Villalobos is scheduled to play the Dog's Bollix on June 24. On the strength of Rock'n'Roll Pony, it would be wise to be there.
Shurman are a hard-touring US outfit with good connections and are doubtless enjoyable in heartland bars and clubs with a Rolling Rock beer in hand. But their debut, Jubilee, errs too close to that radio-friendly version of alt.country rock that American programmers lap up between Wallflowers, Hootie, and Counting Crows albums.
Shurman, however, do the right thing: they name-check various states, which is bound to get a whoop in the stadiums they are aiming for. Pass.
If Shurman sound anxious to please it's an accusation never levelled at one-time bluegrass player Robbie Fulks, who moved into honky-tonk and roadhouse rock, had his demo produced by Steve Albini, and announced his opinion of Nashville in the song **** This Town.
These days he's no less repentant, but on Georgia Hard he reveals his inner George Jones on sometimes gorgeous, classic country balladry (Leave It To Losers) and straight-ahead material such as It's Always Raining Somewhere.
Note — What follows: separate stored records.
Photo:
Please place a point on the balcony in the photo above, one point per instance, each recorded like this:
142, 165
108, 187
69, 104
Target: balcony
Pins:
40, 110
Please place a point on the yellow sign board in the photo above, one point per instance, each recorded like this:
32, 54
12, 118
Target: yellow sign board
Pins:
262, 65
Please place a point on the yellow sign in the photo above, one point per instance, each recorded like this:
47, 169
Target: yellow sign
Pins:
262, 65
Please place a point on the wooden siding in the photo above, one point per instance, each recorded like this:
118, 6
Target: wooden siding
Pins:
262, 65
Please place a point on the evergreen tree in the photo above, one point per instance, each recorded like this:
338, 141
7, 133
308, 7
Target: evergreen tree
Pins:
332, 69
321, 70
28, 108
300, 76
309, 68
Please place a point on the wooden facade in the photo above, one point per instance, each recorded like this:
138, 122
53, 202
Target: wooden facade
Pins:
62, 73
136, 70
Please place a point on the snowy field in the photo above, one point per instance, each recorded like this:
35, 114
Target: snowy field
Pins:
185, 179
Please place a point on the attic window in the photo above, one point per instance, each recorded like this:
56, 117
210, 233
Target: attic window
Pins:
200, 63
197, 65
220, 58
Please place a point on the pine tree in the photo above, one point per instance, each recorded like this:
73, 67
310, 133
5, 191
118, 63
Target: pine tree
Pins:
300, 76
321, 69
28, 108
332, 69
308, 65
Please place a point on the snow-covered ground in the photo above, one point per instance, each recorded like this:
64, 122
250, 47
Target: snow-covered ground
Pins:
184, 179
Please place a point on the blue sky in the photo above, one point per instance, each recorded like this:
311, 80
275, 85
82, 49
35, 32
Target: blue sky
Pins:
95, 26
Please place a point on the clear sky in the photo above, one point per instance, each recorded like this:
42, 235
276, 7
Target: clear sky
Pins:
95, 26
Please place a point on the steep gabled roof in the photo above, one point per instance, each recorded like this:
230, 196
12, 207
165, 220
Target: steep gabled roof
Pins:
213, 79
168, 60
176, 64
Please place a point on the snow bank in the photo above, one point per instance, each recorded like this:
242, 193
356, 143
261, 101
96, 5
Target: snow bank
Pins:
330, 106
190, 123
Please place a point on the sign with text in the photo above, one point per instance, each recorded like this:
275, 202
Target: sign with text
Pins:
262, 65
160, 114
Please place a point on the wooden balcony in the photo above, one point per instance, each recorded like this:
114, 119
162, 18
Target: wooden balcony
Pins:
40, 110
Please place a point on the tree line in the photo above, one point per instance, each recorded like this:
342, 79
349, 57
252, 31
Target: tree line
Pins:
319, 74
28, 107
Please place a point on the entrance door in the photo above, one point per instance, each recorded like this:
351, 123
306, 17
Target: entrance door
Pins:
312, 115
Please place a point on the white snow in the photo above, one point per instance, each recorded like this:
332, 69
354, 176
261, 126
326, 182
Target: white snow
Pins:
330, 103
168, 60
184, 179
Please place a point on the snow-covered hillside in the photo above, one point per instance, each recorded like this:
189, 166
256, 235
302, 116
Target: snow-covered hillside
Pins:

But there's also the execrably comedic Roger Miller/Ray Stevens barroom encounter on I'm Gonna Take You Home (And Make You Like Me) and the jokey Countrier Than Thou, which will have you leaping to fast-forward.
Coldwater Tennessee is a dark tale of success and envy but Fulks needs more gravitas to make it convincing, and elsewhere he sounds as if he's writing for Jones (All You Can Cheat).
Fulks is a bit too scattergun on this outing, but selective listening reveals a strong songwriter, and a few instant classics.
At the other end of the spectrum is the electro-alt.country of Alabama 3 who gave us the theme to The Sopranos and come from Brixton. (Their '97 debut album was Exile on Coldharbour Lane, a reference to one of the main thoroughfares through that multi-cultural district.) Despite their Anglo origins they mash up country and blues on Outlaw through an implosion of samples and references with a loose theme of trains and their robbers.
Like Big and Rich (of Ride a Cowboy fame) it's hard to take this kind of country seriously - they don't - which is one of its virtues.
They deliver a maelstrom of party-hard guitars (Up Above My Head), mythologise the Great Train Robbers over chugging harmonica and with links to Jesse James, the Dalton Brothers and other such legends, and Honey in the Rock is a soulful, drug-dealer song.
How Can I Protect You should come to a smart radio near you sooner rather than later. So Outlaw isn't all country, but lopes along, has a rebel mentality, and sure is alt.